Wirus przeszedł przez jej ciało i miała chorobę krwi, a jej ciało było w stanie septycznym. Pamiętam te 4 dni tak wyraźnie. Kiedy dotarła do szpitala, była już kompletnie odwodniona, jej ciśnienie krwi było bardzo niskie i musieli założyć jej wenflon na szyję, żeby podawać jej płyny. Jej noga była tak martwa, że poddali ją natychmiastowej operacji, aby oczyścić ranę.
Następnego dnia mama była nadal na uspokojeniu i musieliśmy podjąć decyzję o amputacji nogi, ponieważ infekcja zaczęła atakować organy. Lekarze uważali, że jest to jedyny sposób, aby utrzymać ją przy życiu. Moje siostry i ja, wbrew naszemu szczeremu osądowi, wyraziłyśmy zgodę na amputację nogi.
Przez następne dwa dni była na intensywnej terapii. Jej gorączka była tak wysoka, że musieli okładać ją lodem. Wirus zaatakował nerki i inne narządy. Po 48 godzinach próbowania wszystkiego, co można było zrobić, aby ją uratować, moja mama odeszła.
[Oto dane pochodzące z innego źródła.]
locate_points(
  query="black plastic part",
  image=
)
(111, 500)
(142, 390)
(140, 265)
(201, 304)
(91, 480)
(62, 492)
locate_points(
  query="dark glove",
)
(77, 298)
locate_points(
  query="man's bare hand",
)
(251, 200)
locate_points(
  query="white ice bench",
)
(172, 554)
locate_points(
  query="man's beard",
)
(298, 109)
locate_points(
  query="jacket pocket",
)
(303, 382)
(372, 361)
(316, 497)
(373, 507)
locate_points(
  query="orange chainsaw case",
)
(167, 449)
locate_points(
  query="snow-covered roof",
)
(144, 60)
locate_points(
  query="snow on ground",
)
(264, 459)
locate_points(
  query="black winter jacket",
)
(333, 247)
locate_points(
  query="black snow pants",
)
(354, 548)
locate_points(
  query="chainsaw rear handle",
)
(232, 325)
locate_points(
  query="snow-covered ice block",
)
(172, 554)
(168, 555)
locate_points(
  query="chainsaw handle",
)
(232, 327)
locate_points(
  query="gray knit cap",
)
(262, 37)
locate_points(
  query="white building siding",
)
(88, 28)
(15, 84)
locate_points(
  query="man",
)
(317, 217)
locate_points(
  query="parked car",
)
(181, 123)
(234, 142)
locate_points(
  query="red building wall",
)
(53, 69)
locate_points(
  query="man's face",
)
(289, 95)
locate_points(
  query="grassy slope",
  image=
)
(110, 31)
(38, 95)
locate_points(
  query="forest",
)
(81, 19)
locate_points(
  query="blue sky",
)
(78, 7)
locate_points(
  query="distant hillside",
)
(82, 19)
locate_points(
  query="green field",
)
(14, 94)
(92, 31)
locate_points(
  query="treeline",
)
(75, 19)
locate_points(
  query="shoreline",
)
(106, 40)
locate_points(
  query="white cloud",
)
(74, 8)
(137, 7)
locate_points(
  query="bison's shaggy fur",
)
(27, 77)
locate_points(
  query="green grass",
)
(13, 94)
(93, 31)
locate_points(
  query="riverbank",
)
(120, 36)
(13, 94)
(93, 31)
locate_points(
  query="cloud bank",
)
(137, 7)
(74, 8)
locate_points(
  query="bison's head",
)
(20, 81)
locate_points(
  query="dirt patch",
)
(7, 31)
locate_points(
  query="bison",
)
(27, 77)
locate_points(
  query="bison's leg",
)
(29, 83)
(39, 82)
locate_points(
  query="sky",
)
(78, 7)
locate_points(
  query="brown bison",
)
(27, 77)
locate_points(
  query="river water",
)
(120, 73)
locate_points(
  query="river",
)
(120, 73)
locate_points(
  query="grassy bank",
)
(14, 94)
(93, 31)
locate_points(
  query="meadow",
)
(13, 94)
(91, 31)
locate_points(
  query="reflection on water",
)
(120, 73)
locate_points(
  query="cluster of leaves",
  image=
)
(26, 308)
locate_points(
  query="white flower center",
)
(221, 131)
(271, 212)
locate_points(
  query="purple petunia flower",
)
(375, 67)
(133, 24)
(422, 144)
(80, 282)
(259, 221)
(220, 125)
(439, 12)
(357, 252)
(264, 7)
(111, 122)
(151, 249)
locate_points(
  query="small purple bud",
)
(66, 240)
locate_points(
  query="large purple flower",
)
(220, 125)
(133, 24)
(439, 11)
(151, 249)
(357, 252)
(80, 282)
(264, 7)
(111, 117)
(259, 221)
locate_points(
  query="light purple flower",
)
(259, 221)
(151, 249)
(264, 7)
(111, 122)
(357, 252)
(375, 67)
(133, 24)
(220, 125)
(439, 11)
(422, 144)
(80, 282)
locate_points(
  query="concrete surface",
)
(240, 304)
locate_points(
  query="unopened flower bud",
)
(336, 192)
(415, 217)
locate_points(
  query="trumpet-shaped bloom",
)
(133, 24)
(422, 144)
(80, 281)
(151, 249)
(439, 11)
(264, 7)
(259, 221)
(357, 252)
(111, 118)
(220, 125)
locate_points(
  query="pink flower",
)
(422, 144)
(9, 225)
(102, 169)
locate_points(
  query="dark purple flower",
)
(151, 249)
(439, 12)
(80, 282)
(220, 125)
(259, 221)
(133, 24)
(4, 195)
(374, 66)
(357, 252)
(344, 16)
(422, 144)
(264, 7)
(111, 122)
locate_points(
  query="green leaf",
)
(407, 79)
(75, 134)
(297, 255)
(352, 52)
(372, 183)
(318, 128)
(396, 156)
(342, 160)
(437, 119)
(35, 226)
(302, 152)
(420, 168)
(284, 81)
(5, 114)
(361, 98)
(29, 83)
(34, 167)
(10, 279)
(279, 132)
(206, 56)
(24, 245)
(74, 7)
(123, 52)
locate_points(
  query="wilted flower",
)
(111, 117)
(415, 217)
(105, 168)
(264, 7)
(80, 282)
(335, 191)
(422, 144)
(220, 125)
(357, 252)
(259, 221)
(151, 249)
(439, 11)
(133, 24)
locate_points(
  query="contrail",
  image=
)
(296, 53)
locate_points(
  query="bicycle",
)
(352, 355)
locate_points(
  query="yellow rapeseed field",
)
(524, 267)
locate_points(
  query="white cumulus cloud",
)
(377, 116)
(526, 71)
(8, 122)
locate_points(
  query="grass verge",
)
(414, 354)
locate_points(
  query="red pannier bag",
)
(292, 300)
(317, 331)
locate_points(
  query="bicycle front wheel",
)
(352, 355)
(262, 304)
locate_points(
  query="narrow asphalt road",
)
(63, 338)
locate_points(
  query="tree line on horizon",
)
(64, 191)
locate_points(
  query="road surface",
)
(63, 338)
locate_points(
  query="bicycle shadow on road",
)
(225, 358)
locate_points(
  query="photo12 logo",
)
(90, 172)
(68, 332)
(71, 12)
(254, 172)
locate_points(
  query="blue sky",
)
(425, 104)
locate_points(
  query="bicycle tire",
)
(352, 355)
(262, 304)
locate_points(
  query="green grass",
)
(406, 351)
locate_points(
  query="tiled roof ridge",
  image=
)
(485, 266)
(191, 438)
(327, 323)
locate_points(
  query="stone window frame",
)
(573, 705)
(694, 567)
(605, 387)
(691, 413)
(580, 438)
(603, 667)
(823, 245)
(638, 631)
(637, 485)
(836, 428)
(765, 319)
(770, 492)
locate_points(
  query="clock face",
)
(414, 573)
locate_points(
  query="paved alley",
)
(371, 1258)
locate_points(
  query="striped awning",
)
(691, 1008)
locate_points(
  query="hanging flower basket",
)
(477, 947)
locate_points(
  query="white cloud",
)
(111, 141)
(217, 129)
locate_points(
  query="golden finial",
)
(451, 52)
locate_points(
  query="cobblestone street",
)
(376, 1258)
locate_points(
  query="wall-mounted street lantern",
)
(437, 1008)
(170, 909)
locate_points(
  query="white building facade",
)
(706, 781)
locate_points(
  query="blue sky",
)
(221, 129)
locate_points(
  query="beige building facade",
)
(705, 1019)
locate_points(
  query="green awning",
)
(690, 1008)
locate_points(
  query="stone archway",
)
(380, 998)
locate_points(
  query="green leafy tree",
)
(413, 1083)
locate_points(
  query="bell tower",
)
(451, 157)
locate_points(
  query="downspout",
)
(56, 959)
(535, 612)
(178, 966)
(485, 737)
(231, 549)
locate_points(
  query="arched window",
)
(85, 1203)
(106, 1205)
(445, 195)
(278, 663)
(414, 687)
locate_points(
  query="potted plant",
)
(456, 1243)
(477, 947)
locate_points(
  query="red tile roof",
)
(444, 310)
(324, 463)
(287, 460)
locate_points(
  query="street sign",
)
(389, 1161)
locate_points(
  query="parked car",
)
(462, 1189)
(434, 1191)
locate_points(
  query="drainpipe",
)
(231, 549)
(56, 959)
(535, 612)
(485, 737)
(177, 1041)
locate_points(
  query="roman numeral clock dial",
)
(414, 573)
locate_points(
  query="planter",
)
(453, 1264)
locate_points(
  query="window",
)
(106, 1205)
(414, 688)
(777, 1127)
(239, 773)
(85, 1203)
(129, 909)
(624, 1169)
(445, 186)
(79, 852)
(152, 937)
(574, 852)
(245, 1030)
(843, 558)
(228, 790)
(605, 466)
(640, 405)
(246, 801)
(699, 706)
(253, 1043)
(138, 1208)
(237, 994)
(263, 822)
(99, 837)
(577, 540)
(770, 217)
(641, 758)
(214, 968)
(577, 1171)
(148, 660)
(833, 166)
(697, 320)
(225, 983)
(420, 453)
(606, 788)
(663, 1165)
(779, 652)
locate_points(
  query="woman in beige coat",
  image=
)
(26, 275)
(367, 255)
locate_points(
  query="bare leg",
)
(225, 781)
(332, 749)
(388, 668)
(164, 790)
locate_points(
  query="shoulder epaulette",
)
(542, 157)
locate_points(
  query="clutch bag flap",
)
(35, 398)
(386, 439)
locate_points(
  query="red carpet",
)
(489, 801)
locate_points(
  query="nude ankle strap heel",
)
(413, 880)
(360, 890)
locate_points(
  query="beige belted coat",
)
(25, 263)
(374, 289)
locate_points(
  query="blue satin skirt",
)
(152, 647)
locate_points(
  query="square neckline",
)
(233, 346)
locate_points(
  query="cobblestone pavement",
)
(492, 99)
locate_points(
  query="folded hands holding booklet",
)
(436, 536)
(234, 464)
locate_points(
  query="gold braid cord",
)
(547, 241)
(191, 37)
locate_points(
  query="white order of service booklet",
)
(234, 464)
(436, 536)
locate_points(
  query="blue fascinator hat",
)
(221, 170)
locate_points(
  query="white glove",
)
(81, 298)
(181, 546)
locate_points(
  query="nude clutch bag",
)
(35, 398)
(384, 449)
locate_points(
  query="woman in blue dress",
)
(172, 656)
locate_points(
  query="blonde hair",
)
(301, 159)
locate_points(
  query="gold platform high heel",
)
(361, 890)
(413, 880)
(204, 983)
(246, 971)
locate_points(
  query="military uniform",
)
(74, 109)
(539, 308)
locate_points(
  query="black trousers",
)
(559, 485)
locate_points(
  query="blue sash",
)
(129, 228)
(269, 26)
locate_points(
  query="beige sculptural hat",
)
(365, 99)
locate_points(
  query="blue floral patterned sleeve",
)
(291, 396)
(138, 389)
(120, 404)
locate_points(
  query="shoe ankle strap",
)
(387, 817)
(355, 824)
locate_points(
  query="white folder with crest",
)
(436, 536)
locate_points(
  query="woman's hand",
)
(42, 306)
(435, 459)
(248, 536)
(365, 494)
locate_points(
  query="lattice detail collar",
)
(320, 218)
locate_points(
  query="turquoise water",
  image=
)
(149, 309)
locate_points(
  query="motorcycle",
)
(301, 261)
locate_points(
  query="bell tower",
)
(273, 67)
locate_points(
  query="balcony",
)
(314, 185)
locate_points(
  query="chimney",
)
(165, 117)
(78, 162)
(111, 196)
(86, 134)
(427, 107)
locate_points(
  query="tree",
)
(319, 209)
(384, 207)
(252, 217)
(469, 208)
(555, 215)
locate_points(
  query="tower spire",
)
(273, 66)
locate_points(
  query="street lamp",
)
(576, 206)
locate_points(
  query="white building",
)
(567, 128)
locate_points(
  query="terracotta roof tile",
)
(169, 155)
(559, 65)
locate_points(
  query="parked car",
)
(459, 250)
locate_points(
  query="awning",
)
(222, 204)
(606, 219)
To, czego ludzie nie rozumieją, to zastój materiału w opuchniętych nogach, który może być siedliskiem wszelkiego rodzaju bakterii. Rany, które mogą się otworzyć z powodu tego obrzęku mogą zagrażać życiu.
Moja mama zmarła z powodu niczego innego niż powikłań po obrzęku limfatycznym.